In her research, Bloch has found that refugees are consistently underemployed. As a result, they often have gaps in their resumes. For highly skilled refugees, the problem worsens as the lack of practice tends to lower their chances of landing a job in their fields.

And like Ahmed, many refugees give up on their former careers when they are forced to flee to other countries. According to the Department of Labor, foreign-born workers are less likely to be employed in professional, management or related occupations than U.S. born workers.

“Recertification is a long and costly process in the United States,” Molly Fee, a Ph.D. student researching forced migration and refugee resettlement at the University of California, Los Angeles, told ABC News.

“Since early employment is a necessity for refugees as soon as they arrive, refugees typically have to accept the first job opportunity available,” Fee said.

For many refugees, that means taking entry-level jobs and changing their career paths.

Fee said that some refugees are able to successfully readjust their career goals. For example, former doctors get certified as nurses or medical technicians so they can continue to work in their fields of expertise.

For Ahmed, he has chosen to pursue both dentistry and a new profession.

A few months ago, Ahmed heard about Sona Circle, a networking app that helps refugees find employment opportunities in their areas.

Archibald Troko, one of Sona Circle’s co-founders, said it’s about giving refugees hope so they can say, “‘Hey, look, I haven’t just been discarded and fall through the cracks of society.”

With close to 2,000 users in New York, London and other major cities and the ability to connect refugees with employers, Ahmed said he hoped to find a job through Sona Circle.

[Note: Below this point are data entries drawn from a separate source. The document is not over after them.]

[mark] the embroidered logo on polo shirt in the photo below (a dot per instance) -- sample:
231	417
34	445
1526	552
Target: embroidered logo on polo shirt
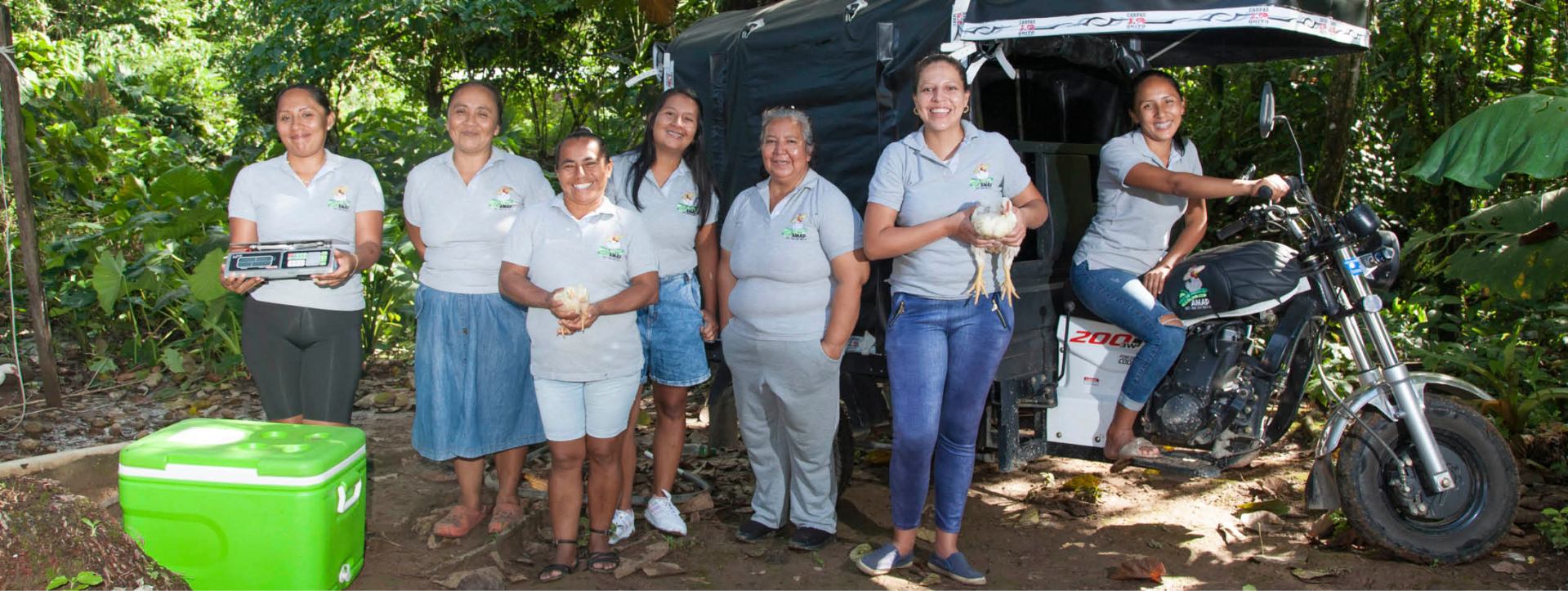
503	199
612	248
687	204
339	199
982	177
797	228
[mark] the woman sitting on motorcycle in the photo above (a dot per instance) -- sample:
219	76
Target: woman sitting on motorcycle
1148	177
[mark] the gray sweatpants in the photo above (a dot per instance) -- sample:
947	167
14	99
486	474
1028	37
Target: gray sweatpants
788	400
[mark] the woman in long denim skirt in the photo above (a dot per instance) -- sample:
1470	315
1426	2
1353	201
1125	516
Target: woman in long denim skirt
471	358
943	347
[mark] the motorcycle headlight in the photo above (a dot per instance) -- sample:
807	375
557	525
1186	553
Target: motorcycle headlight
1380	245
1360	222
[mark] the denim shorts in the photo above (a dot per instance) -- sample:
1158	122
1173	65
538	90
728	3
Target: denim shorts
593	408
673	333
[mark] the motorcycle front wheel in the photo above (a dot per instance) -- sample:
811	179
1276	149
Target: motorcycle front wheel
1387	502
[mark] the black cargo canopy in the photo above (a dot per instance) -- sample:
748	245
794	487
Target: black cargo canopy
1175	32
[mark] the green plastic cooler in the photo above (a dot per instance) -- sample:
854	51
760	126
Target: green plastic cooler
247	505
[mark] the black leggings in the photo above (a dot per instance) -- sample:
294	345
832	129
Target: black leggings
305	360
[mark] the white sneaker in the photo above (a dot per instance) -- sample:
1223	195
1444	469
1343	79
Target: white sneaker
621	526
663	516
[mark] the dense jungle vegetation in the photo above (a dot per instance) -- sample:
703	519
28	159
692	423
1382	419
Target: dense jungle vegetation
141	112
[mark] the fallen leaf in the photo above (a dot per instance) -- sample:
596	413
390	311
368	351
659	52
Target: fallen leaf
1262	521
1509	568
1313	574
653	553
1137	570
662	570
699	502
1274	505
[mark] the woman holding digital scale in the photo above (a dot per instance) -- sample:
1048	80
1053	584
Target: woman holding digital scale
300	338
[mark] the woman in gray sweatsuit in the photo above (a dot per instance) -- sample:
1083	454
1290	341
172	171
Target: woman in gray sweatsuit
789	280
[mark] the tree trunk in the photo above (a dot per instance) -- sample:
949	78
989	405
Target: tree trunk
1338	141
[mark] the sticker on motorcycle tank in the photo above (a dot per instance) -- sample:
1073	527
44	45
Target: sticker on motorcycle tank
1194	295
1354	266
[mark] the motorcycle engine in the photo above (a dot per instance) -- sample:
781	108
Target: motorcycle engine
1201	394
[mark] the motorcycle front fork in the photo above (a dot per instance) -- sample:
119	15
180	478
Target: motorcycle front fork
1394	377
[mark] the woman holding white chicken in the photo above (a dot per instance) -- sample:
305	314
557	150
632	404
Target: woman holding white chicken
943	345
592	266
789	290
665	179
1148	179
471	356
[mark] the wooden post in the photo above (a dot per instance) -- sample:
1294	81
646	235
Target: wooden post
16	163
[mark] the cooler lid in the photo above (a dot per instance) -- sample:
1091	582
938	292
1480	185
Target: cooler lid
243	452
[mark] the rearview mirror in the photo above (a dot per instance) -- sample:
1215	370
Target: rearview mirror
1266	112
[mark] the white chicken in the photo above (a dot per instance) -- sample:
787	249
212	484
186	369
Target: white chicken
576	300
994	222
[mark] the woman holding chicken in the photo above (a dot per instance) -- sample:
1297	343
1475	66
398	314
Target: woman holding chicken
789	290
592	266
474	399
943	345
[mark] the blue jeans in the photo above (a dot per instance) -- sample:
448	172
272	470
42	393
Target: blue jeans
1122	300
941	360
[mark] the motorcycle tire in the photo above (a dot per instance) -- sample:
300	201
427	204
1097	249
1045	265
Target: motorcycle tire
1460	524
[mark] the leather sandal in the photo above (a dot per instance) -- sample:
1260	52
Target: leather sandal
556	571
609	557
458	521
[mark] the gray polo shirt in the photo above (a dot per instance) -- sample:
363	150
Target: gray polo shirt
781	257
668	212
284	208
464	226
602	251
921	187
1132	226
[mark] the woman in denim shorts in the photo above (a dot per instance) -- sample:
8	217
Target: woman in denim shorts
667	182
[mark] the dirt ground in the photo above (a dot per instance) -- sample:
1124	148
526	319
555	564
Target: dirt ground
1054	524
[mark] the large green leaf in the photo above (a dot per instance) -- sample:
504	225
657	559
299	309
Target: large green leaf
204	280
179	184
1494	257
1525	133
109	280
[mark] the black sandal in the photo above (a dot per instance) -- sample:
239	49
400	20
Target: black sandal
610	557
557	568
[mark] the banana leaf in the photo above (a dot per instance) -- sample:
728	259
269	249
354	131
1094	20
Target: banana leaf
1515	248
1525	133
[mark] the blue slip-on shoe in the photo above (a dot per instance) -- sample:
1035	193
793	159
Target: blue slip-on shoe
957	568
885	560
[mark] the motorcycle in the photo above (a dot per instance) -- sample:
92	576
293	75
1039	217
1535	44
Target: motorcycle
1414	471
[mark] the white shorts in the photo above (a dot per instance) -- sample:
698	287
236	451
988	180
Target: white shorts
595	408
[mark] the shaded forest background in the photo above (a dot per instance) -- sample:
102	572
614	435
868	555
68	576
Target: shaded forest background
141	112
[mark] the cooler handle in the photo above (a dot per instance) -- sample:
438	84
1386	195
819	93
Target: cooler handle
347	504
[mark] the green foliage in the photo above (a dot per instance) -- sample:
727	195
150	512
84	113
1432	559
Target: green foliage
1489	248
1523	133
1554	527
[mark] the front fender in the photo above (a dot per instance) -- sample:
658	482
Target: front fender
1377	397
1322	493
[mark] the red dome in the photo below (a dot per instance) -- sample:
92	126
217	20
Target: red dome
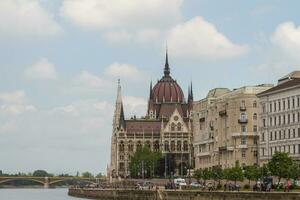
167	90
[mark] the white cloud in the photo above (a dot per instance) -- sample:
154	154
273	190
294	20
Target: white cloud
124	21
16	109
125	71
91	81
16	97
200	39
287	38
103	14
282	55
41	70
26	18
14	103
134	106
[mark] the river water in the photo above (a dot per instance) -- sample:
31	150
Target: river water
35	194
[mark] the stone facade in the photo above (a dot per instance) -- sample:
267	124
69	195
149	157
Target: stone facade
280	117
166	127
225	125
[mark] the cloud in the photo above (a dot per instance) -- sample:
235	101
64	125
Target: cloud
124	21
103	14
14	103
41	70
90	81
199	39
287	38
26	18
125	71
134	106
282	55
16	97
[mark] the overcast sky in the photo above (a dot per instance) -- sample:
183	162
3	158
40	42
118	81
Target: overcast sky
60	61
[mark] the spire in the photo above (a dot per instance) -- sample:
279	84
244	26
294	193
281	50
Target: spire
192	96
167	68
119	94
151	94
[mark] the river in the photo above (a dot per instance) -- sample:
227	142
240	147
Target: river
35	194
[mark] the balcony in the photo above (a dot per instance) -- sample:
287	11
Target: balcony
243	120
243	108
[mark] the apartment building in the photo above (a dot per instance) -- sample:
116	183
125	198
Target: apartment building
225	125
280	116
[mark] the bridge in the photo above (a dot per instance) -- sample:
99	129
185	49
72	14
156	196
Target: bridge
47	181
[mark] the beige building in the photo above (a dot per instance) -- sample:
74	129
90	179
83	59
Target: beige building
280	127
225	126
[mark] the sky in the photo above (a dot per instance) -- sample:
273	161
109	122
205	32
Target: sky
60	61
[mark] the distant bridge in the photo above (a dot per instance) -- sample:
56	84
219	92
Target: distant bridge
47	181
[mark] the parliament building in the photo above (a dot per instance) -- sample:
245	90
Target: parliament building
166	127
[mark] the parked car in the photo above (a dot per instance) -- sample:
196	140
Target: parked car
179	182
196	185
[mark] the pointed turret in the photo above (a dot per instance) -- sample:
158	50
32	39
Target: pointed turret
167	68
151	93
119	111
192	96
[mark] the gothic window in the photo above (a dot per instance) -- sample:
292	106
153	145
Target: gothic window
121	146
254	116
172	127
185	146
179	127
130	146
254	104
156	146
139	145
178	145
166	146
148	144
172	145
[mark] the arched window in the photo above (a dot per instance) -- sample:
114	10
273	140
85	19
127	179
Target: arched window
121	146
139	145
148	144
156	146
130	146
254	104
185	146
179	127
172	145
172	127
254	116
166	146
178	145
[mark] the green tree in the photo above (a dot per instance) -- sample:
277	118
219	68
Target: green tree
144	163
249	172
206	174
280	165
294	171
197	174
40	173
87	175
236	173
217	173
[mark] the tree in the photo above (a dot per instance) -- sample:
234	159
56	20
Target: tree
40	173
87	175
217	173
249	173
280	165
294	171
206	174
198	174
236	173
144	163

Instead, Ahmed found work through the company’s other brainchild, Sona Translate, a new company that aims to employ mostly refugees as translators and interpreters.

Ahmed said he spent his first year in the U.K. learning technical and advanced English to help him get re-certified in dentistry. Now, he brings those language skills to his new job at Sona Translate, which also allows him to fund his continuing studies.

“I’ve wanted to feel this feeling since I came to the United Kingdom,” Ahmed said. “To feel like I can be helpful.”

Troko said the service also hopes to change people’s views about refugees.

“We hope to really inspire people to try and take on a new business model to support vulnerable communities,” Troko said.

Sona Translate launched in the U.K. on Oct. 19, and Troko said the company plans to expand to the U.S., Canada and Australia over the next two months.